Con esas palabras surgieron las primeras sospechas de que el frío, el cansancio y la lloradera, no eran causa de la menopausia, de un resfrío o de algo sin mayor importancia . “Ni por la mente se me ocurrió pensar que yo podía estar mal de la tiroides. Yo no creía que esa cosita fuera la responsable de tanta cosa”, decía Marlene.

Pero al oír las palabras del doctor, tampoco llegó a creer que podía ser un cáncer. Solo pensó que le iban a recetar algún medicamento, y todo estaría resuelto.

Al quirófano

El día siguiente, después de la cita con el doctor Naranjo, Marlene llamó a la doctora especialista en endocrinología. Llevó el examen que se había hecho, pero la doctora dijo que tenían que realizarle otro nuevo. Los resultados corroboraban la alteración: Tenía la cantidad de la hormona estimulante de la tiroides en 9.0, cuando lo normal es  2.0.

Eso indicaba que ella padecía de hipotiroidismo. La doctora le explicó que las alteraciones de la tiroides podían ser dos tipos: el hipertiroidismo, cuando existen demasiadas hormonas, o, en su caso, el hipotiroidismo, cuando el organismo sufre una deficiencia de hormonas tiroideas.

“Sí, es cáncer lo que usted tiene. Definitivamente tenemos que quitarle toda la tiroides, pero esté tranquila, porque entre todos los tipos de cáncer, el que usted tiene es de los que menos daño causan”, le dijo el doctor cuando confirmó sus resultados.

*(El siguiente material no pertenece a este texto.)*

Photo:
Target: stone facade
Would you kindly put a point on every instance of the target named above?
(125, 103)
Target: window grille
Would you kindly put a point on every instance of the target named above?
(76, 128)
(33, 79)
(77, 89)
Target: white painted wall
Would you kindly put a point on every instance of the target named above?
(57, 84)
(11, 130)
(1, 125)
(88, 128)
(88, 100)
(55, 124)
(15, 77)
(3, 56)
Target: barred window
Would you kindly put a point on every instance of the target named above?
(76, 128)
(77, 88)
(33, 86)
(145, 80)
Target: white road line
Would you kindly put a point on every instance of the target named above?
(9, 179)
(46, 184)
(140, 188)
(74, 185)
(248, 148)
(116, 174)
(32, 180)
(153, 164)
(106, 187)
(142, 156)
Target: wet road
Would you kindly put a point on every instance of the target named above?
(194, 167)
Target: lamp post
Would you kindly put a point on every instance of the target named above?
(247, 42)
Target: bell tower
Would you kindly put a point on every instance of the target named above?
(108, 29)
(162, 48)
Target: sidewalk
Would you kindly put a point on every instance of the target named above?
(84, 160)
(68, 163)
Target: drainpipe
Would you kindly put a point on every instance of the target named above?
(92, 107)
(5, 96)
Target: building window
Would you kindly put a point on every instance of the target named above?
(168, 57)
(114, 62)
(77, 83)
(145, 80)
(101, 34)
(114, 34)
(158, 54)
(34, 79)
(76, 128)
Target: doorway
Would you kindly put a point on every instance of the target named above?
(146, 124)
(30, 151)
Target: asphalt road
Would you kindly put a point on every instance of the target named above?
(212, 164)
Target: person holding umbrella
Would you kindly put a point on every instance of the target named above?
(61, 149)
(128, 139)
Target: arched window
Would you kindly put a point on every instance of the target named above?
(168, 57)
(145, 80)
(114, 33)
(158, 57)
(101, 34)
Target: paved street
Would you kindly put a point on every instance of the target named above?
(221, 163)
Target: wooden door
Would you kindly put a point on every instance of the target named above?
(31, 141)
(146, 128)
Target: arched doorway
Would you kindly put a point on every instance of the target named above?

También le dijo que la tasa de mortalidad del cáncer de tiroides es muy baja en comparación con la mayoría de los otros cánceres. En Costa Rica la mortalidad alcanza apenas el 2,2% de los casos.

Aunque no todas las personas que padecen algún tipo de afección son, necesariamente, candidatos a sufrir de cáncer, como Marlene, en Costa Rica, este enemigo silencioso ataca a más de 500 personas cada año.

Las mujeres son las más propensas, con un aumento de un 29% en los últimos cinco años, según  datos del Registro Nacional de Tumores del Ministerio de Salud.

A Marlene la operaron  después de varios años  de haberse realizado el primer examen de tiroides. Posiblemente desde la vez que se hizo aquel examen y la doctora le dijo que su tiroides “estaba entre lo menos mal”, algo hubiera podido cambiar.

Quizá su tumor hubiera tenido un menor tamaño, quizá hubiera podido conservar una parte de su glándula, pero no sucedió así.

Aunque el desorden de la glándula no tiene cura, permite que su detección temprana favorezca la esperanza de vida, que se extienda hasta por diez años en el 80% de los casos.

Hace unos días atrás, Marlene fue a hacerse la mamografía. La doctora le dio un protector para que cubriera su tiroides de la radiación, pero ella ya no tenía tiroides.

Dos años atrás la habían operado. En su mesita de dormir guarda cuidadosamente las pastillas que debe de tomar apenas se levanta. Por nada del mundo las puede olvidar, porque esas pastillas, tan pequeñas, sustituyen ahora la función que antes, hacía su tiroides.

*Estudiante de Periodismo de la Universidad Federada San Judas Tadeo.